The San Pelligrino list is actually one of the more credible lists out there on the topic. And you should listen to San Pelligrino. After all they are smart enough to dupe the entire world into importing water. In reality though San Pelligrino is just the primary sponsor of the list and it is actually operated by Restaurant Magazine with over 800 restaurant industry experts, chefs, restauranteurs, etc. Unlike Michelin they do not view the world through tricolored lenses and measure every restaurant to a specific cultural standard.
Of the 50 restaurants I’ve only dined at three, Pierre Gagnaire, Atelier de Joël Robuchon, both in Paris and of course the French Laundry in Yountville, CA. I would count these as three of the best dining experiences of my life. Also I have worked for two of the chef’s with listed restaurants, Thomas Keller and Daniel Boulud, from whom my cooking has forever changed for the better.
Looking at this list, Spain is established itself as the restaurant capital of the world, hands down. San Francisco is sliding, badly. Not a single SF restaurant in the top 50 (Coi was number 58). Looking at the Bay Area though there were two, the French Laundry at 43 and Manresa in Los Gatos at 48. Thomas Keller is still a pimp for having Per Se at number 6 and the French Laundry at 43.
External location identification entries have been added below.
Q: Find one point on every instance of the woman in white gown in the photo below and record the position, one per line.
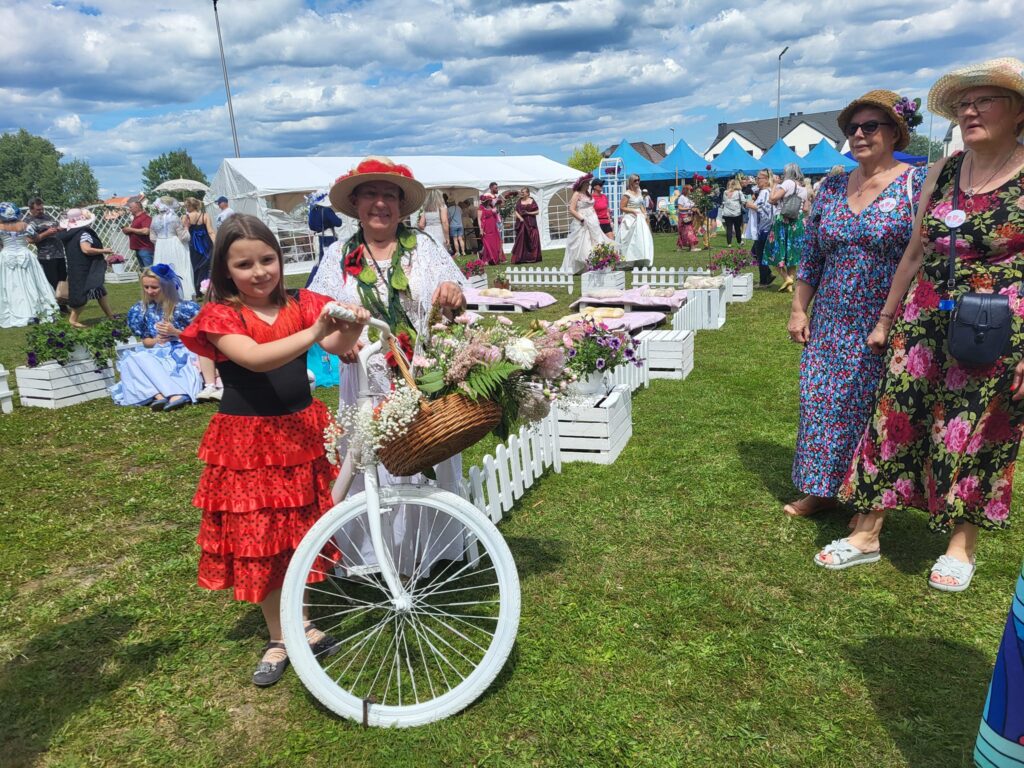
(166, 232)
(25, 293)
(381, 199)
(635, 242)
(585, 229)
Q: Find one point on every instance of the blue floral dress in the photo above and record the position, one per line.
(167, 369)
(850, 260)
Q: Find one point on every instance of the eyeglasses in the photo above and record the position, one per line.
(866, 128)
(980, 105)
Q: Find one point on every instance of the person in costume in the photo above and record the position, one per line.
(266, 479)
(585, 229)
(86, 265)
(944, 436)
(160, 373)
(25, 294)
(400, 275)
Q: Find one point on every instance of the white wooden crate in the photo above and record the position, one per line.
(52, 385)
(670, 353)
(704, 309)
(6, 398)
(742, 288)
(540, 276)
(607, 280)
(598, 429)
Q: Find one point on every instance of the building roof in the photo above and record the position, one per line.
(651, 153)
(762, 133)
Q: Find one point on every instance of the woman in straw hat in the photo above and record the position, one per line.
(944, 436)
(86, 265)
(399, 275)
(853, 242)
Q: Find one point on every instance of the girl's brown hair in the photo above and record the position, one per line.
(241, 226)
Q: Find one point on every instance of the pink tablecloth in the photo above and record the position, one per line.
(635, 297)
(525, 299)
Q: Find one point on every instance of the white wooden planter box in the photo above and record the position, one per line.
(705, 309)
(597, 430)
(53, 385)
(670, 353)
(6, 398)
(608, 280)
(742, 288)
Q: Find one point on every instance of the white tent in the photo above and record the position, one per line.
(273, 187)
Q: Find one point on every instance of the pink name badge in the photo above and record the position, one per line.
(954, 218)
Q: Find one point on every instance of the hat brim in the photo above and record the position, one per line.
(902, 132)
(413, 192)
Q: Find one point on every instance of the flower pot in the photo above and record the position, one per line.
(592, 384)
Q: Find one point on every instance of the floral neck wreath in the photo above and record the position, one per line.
(355, 261)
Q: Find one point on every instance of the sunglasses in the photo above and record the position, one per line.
(867, 128)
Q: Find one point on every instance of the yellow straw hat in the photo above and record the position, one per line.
(884, 100)
(1001, 73)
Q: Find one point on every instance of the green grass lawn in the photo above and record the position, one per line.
(672, 614)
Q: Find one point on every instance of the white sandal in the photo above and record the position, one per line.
(845, 555)
(950, 566)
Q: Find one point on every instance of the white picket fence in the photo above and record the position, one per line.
(540, 276)
(500, 479)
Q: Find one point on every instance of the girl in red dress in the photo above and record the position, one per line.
(267, 479)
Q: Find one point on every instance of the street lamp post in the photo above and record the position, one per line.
(227, 87)
(778, 97)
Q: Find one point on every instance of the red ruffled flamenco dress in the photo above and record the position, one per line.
(266, 479)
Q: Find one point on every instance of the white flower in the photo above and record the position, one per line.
(521, 351)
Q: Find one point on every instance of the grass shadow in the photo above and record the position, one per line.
(928, 692)
(61, 672)
(772, 464)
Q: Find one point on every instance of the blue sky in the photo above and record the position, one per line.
(115, 87)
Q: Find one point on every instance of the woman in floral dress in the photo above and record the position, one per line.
(855, 237)
(944, 437)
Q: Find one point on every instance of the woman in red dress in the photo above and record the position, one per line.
(527, 238)
(266, 479)
(491, 226)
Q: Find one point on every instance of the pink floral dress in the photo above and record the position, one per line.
(944, 438)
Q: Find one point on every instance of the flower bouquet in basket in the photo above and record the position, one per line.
(603, 258)
(468, 380)
(731, 261)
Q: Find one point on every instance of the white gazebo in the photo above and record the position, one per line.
(274, 189)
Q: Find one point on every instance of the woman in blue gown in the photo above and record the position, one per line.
(160, 372)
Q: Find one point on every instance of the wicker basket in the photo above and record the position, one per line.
(442, 428)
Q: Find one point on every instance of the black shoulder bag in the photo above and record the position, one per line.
(980, 325)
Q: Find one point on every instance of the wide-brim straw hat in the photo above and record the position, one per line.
(378, 169)
(1000, 73)
(884, 100)
(76, 217)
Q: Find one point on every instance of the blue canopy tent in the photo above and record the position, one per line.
(779, 156)
(822, 158)
(634, 162)
(734, 160)
(684, 162)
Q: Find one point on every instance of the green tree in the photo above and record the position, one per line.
(174, 164)
(585, 158)
(920, 143)
(31, 165)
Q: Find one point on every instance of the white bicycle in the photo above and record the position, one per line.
(423, 607)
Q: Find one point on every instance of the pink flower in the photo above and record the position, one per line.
(957, 434)
(996, 510)
(919, 360)
(955, 378)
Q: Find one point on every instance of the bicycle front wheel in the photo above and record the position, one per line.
(412, 662)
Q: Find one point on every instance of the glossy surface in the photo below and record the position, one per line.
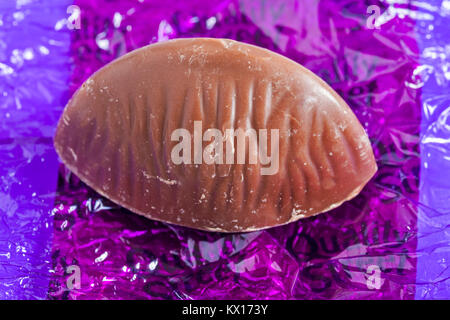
(116, 135)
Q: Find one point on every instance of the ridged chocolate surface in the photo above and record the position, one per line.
(115, 134)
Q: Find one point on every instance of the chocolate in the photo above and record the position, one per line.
(216, 135)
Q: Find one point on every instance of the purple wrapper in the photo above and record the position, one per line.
(363, 249)
(65, 241)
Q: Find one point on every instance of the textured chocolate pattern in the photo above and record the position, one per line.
(115, 134)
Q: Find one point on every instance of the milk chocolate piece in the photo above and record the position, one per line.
(117, 131)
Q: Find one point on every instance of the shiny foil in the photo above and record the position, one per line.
(380, 56)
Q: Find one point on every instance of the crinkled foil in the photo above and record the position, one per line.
(372, 247)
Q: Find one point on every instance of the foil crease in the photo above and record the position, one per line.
(368, 248)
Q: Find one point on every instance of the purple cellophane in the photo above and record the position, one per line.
(365, 249)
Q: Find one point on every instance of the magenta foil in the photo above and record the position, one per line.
(365, 249)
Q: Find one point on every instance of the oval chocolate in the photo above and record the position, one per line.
(216, 135)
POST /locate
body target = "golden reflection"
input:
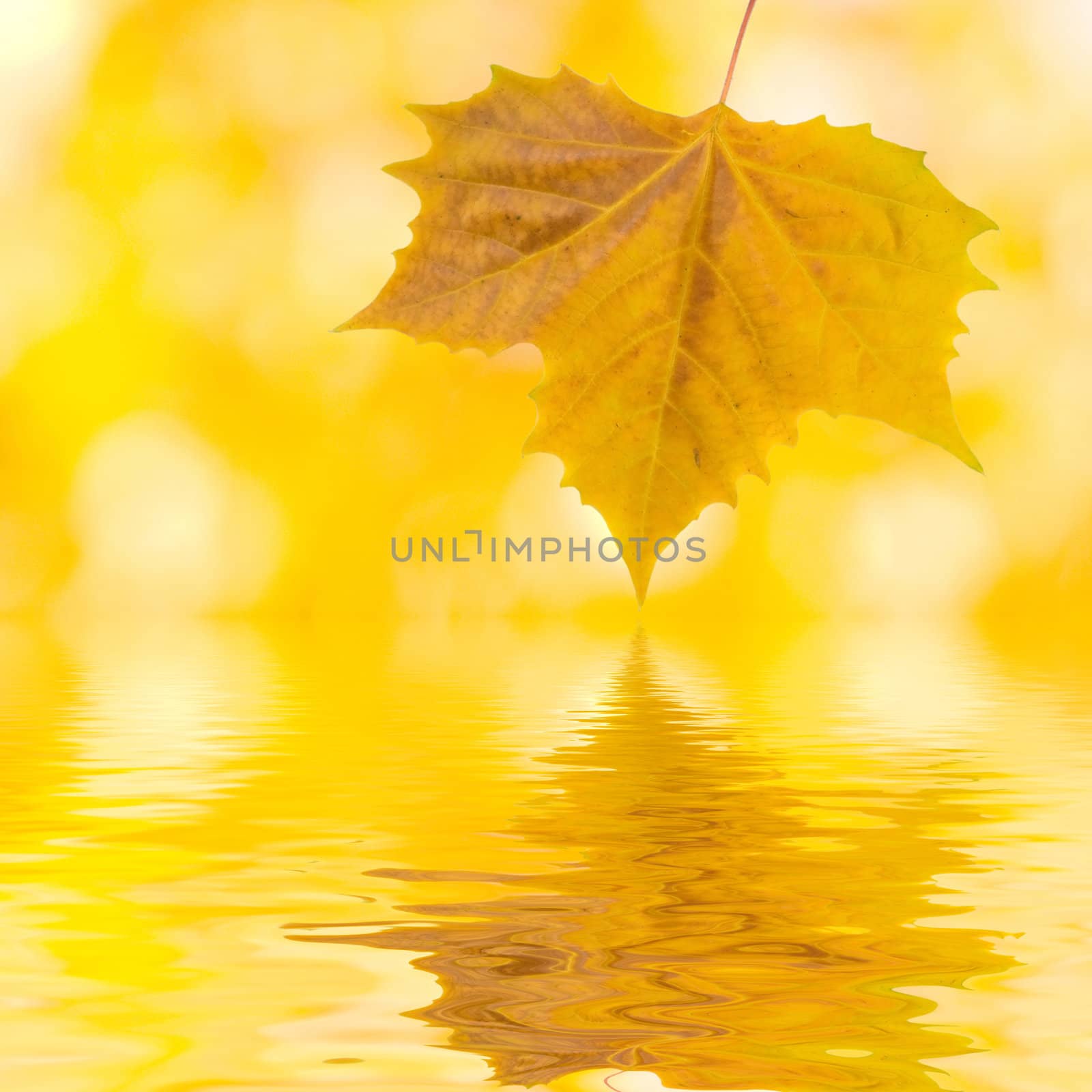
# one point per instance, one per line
(715, 926)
So what’s up with San Francisco? I thought it was this amazing west coast oasis of great food? Well, it is, still. As good as New York? Well that depends. On the highest echelon of fine dining restaurants New York will always outperform San Francisco. It takes a certain intensity to execute fine dining that San Francisco just doesn’t have. If you’re a server or cook in SF and your shift begins at 4:00, that means you’re in Dolores Park eating ganja cookies until 2:30.
What SF does excel at is the second echelon. Farm to table, casual-upscale restaurants. Hipster joints. Usually pretentious ad nauseum, these restaurants benefit from some of the best food available in the world. There are no better growing regions in the world than that which surrounds San Francisco. The product is already so good that all you really need to do is drop it on a plate and it’s really fantastic. Sonoma plums, delta asparagus or Hog Island oysters don’t require a great deal of fuss and SF chefs are wise not to fuss.
Seeing this list is really making me want to travel. As though I needed another reason to spend thousands of dollars to on a vacation in Spain. It’s cool to see the rise of Asia as well and I’m glad that they are given fair consideration unlike Michelin did. Singapore and Tokyo are cleaning up.